During the height of the Dada
movement in Germany and France, Marcel Duchamp joined the satirical farce and
turned his artistic focus to social critique and artistic rebellion from
previous styles. His notions of
demolishing the customary regulations within the art world led him to extremes,
and in 1917, to prove his point, he submitted a urinal into the art salon
exhibition that year under the title "Fountain."
This was an ordinary urinal which
he signed "R. Mutt," an absurd name which the artist found
funny. Technically, this was supposed to
be submitted as a sculpture, but Duchamp did not make this. He purchased the urinal from a plumbing company
and, at his house, signed it and dated it.

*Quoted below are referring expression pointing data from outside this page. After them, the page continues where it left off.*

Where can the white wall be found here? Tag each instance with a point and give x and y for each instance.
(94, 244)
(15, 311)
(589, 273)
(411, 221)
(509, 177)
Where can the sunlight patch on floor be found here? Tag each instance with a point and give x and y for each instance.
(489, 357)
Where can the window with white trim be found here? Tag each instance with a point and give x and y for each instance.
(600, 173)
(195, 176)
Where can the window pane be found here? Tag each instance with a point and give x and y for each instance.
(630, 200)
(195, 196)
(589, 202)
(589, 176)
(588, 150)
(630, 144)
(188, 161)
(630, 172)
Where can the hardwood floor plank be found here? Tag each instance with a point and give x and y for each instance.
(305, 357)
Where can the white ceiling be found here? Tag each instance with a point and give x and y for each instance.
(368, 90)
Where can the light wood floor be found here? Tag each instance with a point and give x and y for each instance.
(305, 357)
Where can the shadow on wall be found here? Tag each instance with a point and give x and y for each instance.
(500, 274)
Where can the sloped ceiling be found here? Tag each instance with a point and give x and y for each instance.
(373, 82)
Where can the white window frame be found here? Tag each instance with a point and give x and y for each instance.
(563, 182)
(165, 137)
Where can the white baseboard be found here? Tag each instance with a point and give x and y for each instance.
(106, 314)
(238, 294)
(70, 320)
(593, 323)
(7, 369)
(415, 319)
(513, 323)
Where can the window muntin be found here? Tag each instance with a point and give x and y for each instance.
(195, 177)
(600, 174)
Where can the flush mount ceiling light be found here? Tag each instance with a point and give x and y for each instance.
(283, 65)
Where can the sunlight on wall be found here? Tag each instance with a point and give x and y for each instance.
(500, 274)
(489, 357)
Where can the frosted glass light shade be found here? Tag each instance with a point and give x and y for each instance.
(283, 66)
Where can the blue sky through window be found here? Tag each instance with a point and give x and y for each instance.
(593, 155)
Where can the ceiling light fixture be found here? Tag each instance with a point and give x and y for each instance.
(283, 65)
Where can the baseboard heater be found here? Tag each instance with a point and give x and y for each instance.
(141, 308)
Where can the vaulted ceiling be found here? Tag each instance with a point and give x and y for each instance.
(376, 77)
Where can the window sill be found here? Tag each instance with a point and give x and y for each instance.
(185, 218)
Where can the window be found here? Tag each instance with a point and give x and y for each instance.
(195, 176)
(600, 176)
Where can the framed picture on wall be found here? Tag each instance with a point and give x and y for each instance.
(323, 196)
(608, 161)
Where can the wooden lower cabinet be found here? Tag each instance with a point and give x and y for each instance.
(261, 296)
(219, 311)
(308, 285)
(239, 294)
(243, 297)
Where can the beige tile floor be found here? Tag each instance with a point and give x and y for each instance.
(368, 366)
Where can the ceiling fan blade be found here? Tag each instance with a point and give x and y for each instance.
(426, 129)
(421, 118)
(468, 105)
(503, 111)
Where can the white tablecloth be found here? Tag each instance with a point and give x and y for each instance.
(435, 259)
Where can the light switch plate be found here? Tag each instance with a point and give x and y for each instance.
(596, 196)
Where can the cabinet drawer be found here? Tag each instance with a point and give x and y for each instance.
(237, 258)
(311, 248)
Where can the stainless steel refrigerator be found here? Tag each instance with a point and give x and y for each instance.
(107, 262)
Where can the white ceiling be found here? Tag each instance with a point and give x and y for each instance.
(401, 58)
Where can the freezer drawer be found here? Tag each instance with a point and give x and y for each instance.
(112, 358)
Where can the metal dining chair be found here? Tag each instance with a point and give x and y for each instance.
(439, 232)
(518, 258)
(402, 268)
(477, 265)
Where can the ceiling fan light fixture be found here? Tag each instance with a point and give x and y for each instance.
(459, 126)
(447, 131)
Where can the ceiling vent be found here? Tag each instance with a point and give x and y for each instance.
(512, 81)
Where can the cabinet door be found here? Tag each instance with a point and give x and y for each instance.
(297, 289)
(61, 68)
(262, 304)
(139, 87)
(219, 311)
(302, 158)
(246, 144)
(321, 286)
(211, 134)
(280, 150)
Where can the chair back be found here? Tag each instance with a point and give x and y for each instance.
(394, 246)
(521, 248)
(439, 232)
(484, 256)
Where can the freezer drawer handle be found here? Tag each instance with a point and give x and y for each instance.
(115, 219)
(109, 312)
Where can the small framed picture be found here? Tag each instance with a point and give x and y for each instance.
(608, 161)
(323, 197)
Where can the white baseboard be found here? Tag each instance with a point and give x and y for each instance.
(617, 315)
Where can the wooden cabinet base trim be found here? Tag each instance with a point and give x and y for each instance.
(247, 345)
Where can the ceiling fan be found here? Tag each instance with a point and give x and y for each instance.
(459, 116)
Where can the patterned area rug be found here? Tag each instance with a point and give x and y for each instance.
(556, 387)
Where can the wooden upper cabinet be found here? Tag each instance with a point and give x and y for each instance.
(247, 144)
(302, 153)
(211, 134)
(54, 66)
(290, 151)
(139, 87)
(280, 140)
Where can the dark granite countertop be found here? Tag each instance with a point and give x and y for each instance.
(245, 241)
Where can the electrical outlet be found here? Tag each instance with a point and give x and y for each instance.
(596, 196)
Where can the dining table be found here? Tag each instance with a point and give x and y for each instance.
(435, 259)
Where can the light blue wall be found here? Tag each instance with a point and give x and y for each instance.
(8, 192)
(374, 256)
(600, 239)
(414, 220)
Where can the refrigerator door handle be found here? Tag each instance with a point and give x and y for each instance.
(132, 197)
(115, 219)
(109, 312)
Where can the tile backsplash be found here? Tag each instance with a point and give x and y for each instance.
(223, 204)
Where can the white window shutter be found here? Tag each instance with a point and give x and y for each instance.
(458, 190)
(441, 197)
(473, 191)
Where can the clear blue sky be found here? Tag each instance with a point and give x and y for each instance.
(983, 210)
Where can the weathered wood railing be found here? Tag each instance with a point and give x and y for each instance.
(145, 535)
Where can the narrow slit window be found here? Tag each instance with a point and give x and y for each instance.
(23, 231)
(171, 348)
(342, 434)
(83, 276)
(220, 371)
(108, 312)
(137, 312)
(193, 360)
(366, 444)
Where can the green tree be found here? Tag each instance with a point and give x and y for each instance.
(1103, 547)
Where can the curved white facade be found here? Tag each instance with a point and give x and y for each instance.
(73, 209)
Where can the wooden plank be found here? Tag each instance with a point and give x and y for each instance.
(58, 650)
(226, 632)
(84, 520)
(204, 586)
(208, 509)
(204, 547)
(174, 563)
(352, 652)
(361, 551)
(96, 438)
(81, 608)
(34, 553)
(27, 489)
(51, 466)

Upon submitting this ridiculous item to the salon, the artist was
naturally met with skepticism that such an object could be at all considered as
art. Duchamp's defense was that he had signed it, and that therefore it was to
be considered art.
Okay, for those of us with senses
of humor, let's be honest; this is pretty ridiculous. It's a urinal, and that's clearly a joke—and
it's funny. Marcel Duchamp's Dadaist
theories of art can here be seen as simply that: a joke. This is a mockery of the high-brow
institution that bastioned itself in high-minded academia and intellectualism;
art was growing into a lavish and refined cultural echelon of its own. But not even the more humbly realistic Ashcan
School artists could suffice to adequately disassemble this institutionalized
mechanization of art (as it had so become, at least, in Duchamp's
opinion). A radical example was needed
to shake the foundations of the art world and awaken people to an honest
criticism of themselves. If you can't
laugh at art, you can at least laugh at a urinal.

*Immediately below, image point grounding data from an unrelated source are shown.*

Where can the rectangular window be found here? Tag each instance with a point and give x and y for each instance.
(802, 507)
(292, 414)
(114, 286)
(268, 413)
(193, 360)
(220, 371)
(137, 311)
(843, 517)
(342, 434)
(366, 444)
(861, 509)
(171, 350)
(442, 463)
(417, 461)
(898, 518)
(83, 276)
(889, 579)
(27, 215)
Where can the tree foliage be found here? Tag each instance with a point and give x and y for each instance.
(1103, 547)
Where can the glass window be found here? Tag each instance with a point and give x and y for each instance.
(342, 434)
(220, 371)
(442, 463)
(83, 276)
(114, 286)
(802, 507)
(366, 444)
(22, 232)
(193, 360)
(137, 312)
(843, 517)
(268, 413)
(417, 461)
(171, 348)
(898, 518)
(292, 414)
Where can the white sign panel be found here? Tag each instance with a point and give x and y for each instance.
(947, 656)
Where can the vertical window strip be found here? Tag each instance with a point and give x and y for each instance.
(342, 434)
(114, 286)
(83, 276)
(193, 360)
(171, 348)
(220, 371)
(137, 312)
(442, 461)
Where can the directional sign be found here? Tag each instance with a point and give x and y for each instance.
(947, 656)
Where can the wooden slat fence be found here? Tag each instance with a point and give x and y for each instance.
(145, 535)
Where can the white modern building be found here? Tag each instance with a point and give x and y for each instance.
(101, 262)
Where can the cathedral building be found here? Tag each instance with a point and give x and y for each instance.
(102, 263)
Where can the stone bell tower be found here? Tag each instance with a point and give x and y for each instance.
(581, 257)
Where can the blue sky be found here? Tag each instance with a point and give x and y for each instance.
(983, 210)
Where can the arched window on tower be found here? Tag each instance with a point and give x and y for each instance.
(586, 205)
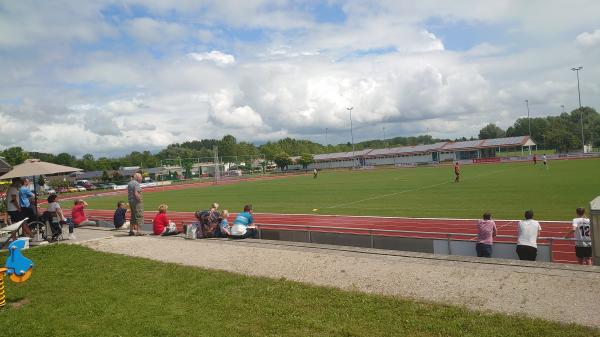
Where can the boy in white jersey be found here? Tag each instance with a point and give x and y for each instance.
(583, 238)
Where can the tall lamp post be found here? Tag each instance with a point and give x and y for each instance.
(528, 119)
(577, 69)
(528, 123)
(352, 136)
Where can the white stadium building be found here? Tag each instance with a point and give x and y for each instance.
(480, 150)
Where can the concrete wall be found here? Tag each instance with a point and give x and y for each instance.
(434, 246)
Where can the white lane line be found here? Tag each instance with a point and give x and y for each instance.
(410, 190)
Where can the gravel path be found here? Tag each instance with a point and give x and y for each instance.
(554, 292)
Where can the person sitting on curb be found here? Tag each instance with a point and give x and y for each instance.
(161, 224)
(78, 214)
(57, 218)
(224, 228)
(243, 225)
(119, 216)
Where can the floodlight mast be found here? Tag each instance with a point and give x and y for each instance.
(577, 69)
(352, 136)
(528, 122)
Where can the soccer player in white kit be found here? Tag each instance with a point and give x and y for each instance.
(583, 239)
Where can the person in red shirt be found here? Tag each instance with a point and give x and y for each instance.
(78, 214)
(456, 172)
(161, 224)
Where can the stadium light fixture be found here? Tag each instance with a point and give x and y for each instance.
(577, 69)
(528, 119)
(352, 136)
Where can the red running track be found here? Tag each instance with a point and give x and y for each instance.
(458, 229)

But people take this work very
seriously now as a definitive work of art conveying the ideas of boundless
expression and creative freedom within the medium. The Fountain's original intent appears to
have been satire and social criticism, but perhaps today we can have the debate
in a more sober-minded attitude than shocked critics would have had back
then. Today, this urinal is considered
an actual work of art. (Lol)—You can go
see reproductions of it to this day in one of several different art
museums. I'm not kidding. So, the question we ask ourselves at this
point is: Why? Why is a urinal
considered art? Should it be considered
art? Do you consider it art?
Duchamp's idea of signature license
reigns supreme in most contemporary discussions of his Dadaist artwork. I've heard the argument countless times: He
signed it; he dated it; he submitted it—therefore, it's a work of art. I'll open this one up to you guys, my
readers. Do you think that an artist's
signature on a work automatically classifies that object as a work of art? It's a valid question, and it's one which we
perhaps can debate more fully after we've finished covering the material. For now, I'll move on.